How Forex Traders Use ISM Data

How Forex Traders Use ISM Data


ISM manufacturing index

The ISM manufacturing index plays an important role in forex trading, with ISM data influencing currency prices globally. As a result, the ISM manufacturing, construction and services indicators can provide unique opportunities for forex traders, which makes understanding this data (and how to prepare for its monthly release) essential.

Talking points:

  • What is ISM?
  • How ISM impacts currencies
  • How forex traders use ISM data

What is ISM?

The Institute for Supply Management (ISM) measures the economic activity from both the manufacturing side as well as the service side. Monthly ISM data releases include key information such as changes in production levels.

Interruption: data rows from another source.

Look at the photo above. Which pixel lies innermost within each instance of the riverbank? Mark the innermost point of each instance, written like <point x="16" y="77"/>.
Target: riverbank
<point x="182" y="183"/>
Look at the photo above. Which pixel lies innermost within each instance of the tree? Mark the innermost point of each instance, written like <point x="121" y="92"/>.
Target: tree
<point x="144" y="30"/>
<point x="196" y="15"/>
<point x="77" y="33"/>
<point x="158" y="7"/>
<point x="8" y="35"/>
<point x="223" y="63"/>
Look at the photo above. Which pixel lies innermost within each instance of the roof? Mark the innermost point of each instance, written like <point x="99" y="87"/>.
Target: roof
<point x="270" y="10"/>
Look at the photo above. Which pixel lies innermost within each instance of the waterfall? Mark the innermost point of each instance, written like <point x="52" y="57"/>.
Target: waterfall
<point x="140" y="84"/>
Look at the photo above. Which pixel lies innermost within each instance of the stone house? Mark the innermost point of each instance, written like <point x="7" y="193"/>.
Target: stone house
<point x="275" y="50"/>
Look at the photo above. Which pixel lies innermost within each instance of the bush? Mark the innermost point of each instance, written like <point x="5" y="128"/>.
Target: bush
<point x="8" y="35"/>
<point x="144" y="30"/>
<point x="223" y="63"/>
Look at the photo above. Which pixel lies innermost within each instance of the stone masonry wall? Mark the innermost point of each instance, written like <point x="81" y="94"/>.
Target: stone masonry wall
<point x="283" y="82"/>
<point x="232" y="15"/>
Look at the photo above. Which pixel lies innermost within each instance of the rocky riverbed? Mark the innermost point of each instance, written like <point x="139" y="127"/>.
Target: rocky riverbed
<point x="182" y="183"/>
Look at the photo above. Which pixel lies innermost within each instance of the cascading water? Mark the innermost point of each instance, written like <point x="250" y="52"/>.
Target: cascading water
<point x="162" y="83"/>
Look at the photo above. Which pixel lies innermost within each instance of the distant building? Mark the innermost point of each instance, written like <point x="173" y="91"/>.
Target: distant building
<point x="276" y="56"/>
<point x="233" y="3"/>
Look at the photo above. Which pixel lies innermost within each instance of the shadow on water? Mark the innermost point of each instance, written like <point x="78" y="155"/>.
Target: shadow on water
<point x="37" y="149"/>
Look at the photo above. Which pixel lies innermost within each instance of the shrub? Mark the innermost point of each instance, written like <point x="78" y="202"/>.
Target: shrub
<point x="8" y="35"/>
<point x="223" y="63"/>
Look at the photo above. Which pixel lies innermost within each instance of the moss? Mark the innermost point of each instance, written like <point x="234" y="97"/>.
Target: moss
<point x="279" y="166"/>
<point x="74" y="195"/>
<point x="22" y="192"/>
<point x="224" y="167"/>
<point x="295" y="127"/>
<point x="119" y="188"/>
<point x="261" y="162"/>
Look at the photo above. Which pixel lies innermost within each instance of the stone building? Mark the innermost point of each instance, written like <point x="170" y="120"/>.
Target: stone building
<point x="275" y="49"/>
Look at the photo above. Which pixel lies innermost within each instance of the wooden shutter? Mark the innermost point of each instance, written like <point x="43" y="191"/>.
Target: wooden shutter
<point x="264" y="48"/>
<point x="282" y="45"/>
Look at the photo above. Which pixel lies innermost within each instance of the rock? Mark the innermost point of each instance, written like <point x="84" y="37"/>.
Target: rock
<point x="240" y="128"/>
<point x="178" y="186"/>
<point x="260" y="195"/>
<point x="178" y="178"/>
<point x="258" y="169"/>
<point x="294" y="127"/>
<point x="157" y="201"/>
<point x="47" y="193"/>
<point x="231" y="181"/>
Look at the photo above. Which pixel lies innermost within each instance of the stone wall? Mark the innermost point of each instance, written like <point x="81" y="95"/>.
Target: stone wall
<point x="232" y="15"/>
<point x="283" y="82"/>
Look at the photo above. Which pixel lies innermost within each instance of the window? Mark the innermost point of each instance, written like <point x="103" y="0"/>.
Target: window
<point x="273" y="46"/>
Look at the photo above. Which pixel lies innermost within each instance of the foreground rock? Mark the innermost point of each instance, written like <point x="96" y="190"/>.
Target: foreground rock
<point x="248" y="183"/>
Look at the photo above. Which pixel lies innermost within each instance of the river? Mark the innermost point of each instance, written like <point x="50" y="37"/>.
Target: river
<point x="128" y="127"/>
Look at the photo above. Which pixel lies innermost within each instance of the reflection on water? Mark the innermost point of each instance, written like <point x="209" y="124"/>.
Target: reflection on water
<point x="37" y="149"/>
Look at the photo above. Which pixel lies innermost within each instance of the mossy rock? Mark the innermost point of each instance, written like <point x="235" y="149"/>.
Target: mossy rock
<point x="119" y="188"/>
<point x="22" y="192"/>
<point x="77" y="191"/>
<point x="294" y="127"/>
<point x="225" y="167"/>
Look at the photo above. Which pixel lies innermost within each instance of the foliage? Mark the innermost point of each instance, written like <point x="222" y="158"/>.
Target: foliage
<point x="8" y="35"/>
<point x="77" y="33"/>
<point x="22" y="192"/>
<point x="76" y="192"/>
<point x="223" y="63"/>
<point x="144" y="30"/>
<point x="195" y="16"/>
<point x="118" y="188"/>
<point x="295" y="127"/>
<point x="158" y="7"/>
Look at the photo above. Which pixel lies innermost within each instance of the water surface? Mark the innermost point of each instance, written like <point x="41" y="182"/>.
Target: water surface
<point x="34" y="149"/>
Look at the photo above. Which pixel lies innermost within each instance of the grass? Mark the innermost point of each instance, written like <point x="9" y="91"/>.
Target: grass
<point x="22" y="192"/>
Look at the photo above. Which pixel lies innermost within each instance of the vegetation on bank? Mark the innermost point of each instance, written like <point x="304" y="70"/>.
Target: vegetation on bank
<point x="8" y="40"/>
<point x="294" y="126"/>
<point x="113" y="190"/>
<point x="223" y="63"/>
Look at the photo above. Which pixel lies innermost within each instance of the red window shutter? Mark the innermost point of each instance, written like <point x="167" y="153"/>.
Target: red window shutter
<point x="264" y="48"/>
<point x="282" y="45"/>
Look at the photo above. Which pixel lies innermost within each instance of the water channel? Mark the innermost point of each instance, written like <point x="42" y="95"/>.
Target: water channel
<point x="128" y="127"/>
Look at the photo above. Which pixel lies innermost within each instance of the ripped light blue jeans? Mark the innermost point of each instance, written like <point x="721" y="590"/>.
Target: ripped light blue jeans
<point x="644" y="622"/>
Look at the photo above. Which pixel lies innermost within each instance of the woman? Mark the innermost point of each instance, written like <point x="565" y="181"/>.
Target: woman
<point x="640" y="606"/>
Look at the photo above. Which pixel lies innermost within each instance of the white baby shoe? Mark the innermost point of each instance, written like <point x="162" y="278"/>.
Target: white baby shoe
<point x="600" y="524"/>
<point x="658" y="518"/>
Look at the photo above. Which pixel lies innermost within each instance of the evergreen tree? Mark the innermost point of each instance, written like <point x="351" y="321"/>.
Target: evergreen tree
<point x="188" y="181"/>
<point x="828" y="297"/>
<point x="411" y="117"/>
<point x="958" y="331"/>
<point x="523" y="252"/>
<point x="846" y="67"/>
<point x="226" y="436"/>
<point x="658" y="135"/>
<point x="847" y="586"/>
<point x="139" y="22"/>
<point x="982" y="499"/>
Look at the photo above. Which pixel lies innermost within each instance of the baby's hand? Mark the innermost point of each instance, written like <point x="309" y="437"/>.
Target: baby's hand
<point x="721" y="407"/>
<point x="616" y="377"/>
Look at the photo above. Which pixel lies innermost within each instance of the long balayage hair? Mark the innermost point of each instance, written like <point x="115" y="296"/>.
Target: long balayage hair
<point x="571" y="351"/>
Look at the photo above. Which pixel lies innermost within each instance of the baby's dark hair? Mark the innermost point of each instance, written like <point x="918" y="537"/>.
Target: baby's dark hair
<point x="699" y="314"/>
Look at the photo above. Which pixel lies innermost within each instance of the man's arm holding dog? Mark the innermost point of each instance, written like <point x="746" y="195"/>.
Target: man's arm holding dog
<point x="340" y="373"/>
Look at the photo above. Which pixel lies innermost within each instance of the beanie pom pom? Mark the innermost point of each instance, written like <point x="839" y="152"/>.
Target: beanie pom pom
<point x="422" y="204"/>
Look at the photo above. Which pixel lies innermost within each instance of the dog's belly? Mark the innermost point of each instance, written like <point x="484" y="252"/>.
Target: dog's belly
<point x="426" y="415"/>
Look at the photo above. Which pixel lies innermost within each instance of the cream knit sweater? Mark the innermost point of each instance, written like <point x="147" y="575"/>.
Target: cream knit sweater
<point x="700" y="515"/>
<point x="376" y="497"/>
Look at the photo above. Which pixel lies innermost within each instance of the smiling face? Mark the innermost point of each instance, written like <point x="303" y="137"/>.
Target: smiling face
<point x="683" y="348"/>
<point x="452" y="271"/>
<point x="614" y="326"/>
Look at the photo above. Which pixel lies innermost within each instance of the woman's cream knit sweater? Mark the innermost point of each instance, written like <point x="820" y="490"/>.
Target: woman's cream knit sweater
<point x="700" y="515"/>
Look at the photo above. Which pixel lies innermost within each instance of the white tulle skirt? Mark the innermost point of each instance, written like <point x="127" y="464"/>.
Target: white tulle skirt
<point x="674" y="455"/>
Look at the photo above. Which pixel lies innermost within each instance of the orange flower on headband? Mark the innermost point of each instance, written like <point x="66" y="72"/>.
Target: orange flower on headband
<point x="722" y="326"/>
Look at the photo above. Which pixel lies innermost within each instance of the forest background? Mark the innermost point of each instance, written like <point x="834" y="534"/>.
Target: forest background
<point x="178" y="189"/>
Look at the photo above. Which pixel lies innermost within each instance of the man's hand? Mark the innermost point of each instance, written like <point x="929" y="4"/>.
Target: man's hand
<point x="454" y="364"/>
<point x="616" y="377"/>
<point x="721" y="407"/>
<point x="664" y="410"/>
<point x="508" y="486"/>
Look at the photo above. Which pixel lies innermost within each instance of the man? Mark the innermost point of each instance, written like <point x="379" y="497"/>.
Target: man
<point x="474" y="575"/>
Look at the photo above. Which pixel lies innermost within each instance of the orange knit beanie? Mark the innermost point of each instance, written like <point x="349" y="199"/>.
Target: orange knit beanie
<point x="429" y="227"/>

ISM was formed in 1915 and is the first management institute in the world with members in 300 countries. The data gleaned from its large membership of purchasing managers means ISM is a reliable guide to global economic activity, and as a result, currency prices. A country’s economy is often determined by its supply chain, as a result, the monthly ISM manufacturing and non-manufacturing PMI economic news releases are carefully watched by forex traders around the world.

ISM Surveys

ISM publishes three surveys – manufacturing, construction, and services – on the first business day of every month. The ISM Purchasing Managers Index (PMI) is compiled from surveys of 400 manufacturing purchasing managers. These purchasing managers from different sectors represent five different fields:

  1. Inventories
  2. Employment
  3. Speed of supplier deliveries
  4. Production level
  5. New orders from customers.

In addition, ISM construction PMI is released on the second business day of the month, followed by services on the third business day. Forex traders will look to these releases to determine the risks at any given time in the market.

How does ISM Impact currencies?

The Manufacturing and Non-manufacturing PMIs are big market movers. When these reports are released at 10:30am ET, currencies can become very volatile. Since these economic releases are based on the previous month’s historical data gathered directly from industry professionals, forex traders can determine if the US economy is expanding or contracting – much like non-farm payrolls (NFP) data.

Currencies react with this information as it represents a gauge of US economic health (see image below).

ISM manufacturing PMI vs GDP

Source: Institute for Supply Management

How forex traders use ISM data

Forex traders will compare the previous month’s ISM data figure with the forecasted number that economists have published. If the released PMI number is better than the previous number and higher than the forecasted number, the US dollar tends to rally. This is where fundamental and technical analysis comes together to create a trade setup.

EUR/USD drops as a result of better than expected data

ism manufacturing index

In the example above, notice how the better than expected PMI number triggered a US dollar rally against the Euro. As seen in the chart (EUR/USD – one hour), the ISM Manufacturing PMI came in higher than the previous month at 54.9.

When an economic releases beats expectation, sharp fast moves can ensue. In this case, EUR/USD dropped 150 pips in a few hours. Traders often choose the Euro as the “anti-dollar” to take advantage of capital flows between two of the largest economies.

Read more on using pips in forex trading.

The Eurozone has large liquid capital markets which can absorb the huge waves of capital seeking refuge from the US. A weak US ISM Non-Manufacturing number usually leads to a dollar sell-off and a rise in the Euro. Another scenario is when the number released is in line with forecasts and/or unchanged from the previous month, then the US dollar may not react at all to the number.

Overall, an ISM PMI number above 50 indicates that the economy is expanding and is healthy. However, a number below 50 indicates that the economy is weak and contracting. This number is so important that if the PMI is below 50 for two consecutive months, an economy is considered in recession.

PMIs are also compiled for Euro zone countries by the Markit Group while US regional and national PMIs are compiled by ISM. As you can see, traders have good reason to pay special attention to the important releases from the ISM manufacturing index.